Favoring Obama and Biden, new unemployment numbers last week showed a drop in joblessness. On the other hand, the administration has been placed on the defensive by conflicting accounts of the events that led to a deadly attack on the U.S. Consulate in Benghazi, Libya, last month.

The debate also comes just two days after Romney said he would not pursue any abortion-related legislation if elected president. Romney's campaign sought to clarify Romney's remarks, saying without elaborating that he would support legislation aimed at providing greater protections for life.

The encounter pits Biden, a 69-year-old veteran politician, against a rising 42-year-old up-and-comer.

Biden has experience in face-to-face encounters with political opponents, including the much-watched debate with vice presidential candidate Sarah Palin four years ago. Despite a garrulous, sometimes gaffe-prone campaign style, Biden has proved to be a disciplined debater and likely has been preparing for succinct answers Thursday.

Ryan, while new to the debate format he will face at Centre College in Danville, Ky., is no stranger to vigorous argument as a 14-year House veteran. He has had to defend his budget policies in committee and on the House floor, and he famously debated Obama on health care during a bipartisan meeting two years ago at Blair House.

The challenge for Biden:

Where Obama was viewed as passive, Biden will have to be aggressive. Where Obama was viewed as disconnected from the television audience, Biden cuts a more empathetic figure that he likely will employ from the debate stage.

Obama aides see the encounter as a "head vs. heart" debate, casting Ryan as an effective yet wonky critic of Obama economic policies. They see Biden as the candidate who will strike a better bond with the audience.

While vice presidential candidates typically debate the policies of the candidates at the top of the ticket, Biden will have a two-pronged task of attacking the specific fiscal proposals that Ryan advanced in Republican budgets in 2010 and 2011 while also presenting a critique of Romney's less specific plans.

"It's not his job to do the cleanup for Obama; Obama has two more debates to do that himself," said Matt Bennett, a Democratic strategist who was a top aide to Vice President Al Gore.

"Biden's challenge is do basically two things: one, to make a very clear, sharp critique of the Ryan plan, and two, to be brief. He did that very, very well in '08."

Biden's risk is that in staking out an aggressive posture, he could alienate voters. A new poll by the Pew Research Center found that 51 percent of voters have an unfavorable impression of Biden, whereas 40 percent hold an unfavorable view of Ryan.

The challenge for Ryan:

Ryan must find a way to fend off efforts to link his own past budget proposals with Romney's economic vision. Count on him to make a detailed case against Obama on fiscal and economic policy that points to a rising national debt as a looming threat.

Ryan will have to employ the same skills that make him a popular politician even in a Democratic-leaning congressional district that Obama won in 2008.

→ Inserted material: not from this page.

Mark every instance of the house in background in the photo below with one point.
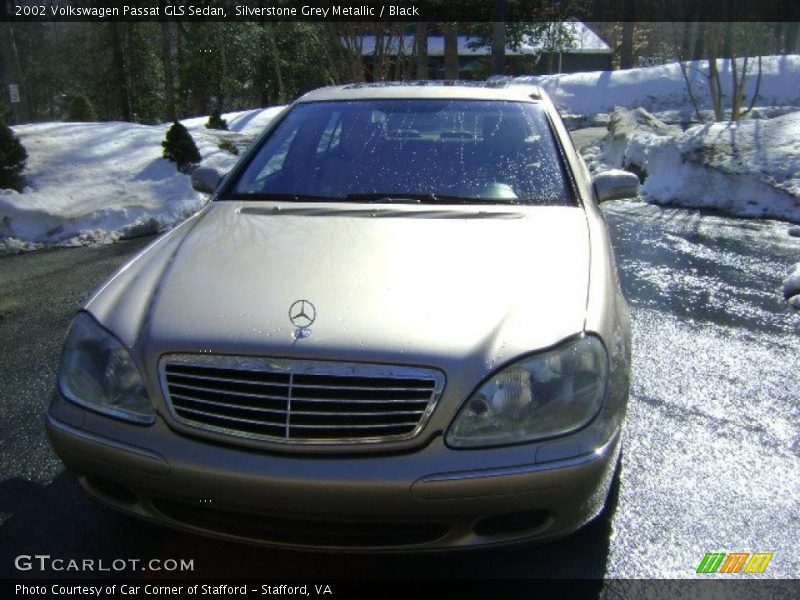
(586, 52)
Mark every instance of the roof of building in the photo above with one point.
(585, 41)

Though not a foreign policy expert, Ryan will have to stand his ground on territory that is far more familiar to Biden and that moderator Martha Raddatz, a foreign policy specialist at ABC, likely will pursue in an effort to find distinctions between Romney and Obama on international affairs.

Biden also is likely to single out Ryan's vote against a bipartisan commission's plan for tackling the nation's debt. Romney has said Obama should have embraced the plan from former Republican Sen. Alan Simpson and Democrat Erskine Bowles, a veteran of President Bill Clinton's White House.

In that sense, Ryan will have to focus more on being an advocate for Romney than a defender of his own actions.

"To some extent, he will have to go against his natural inclinations," Republican operative Matt Mackowiak said. "But he is a fairly cool customer. He has a cheery disposition. He's the guy you want your daughter to marry when she grows up."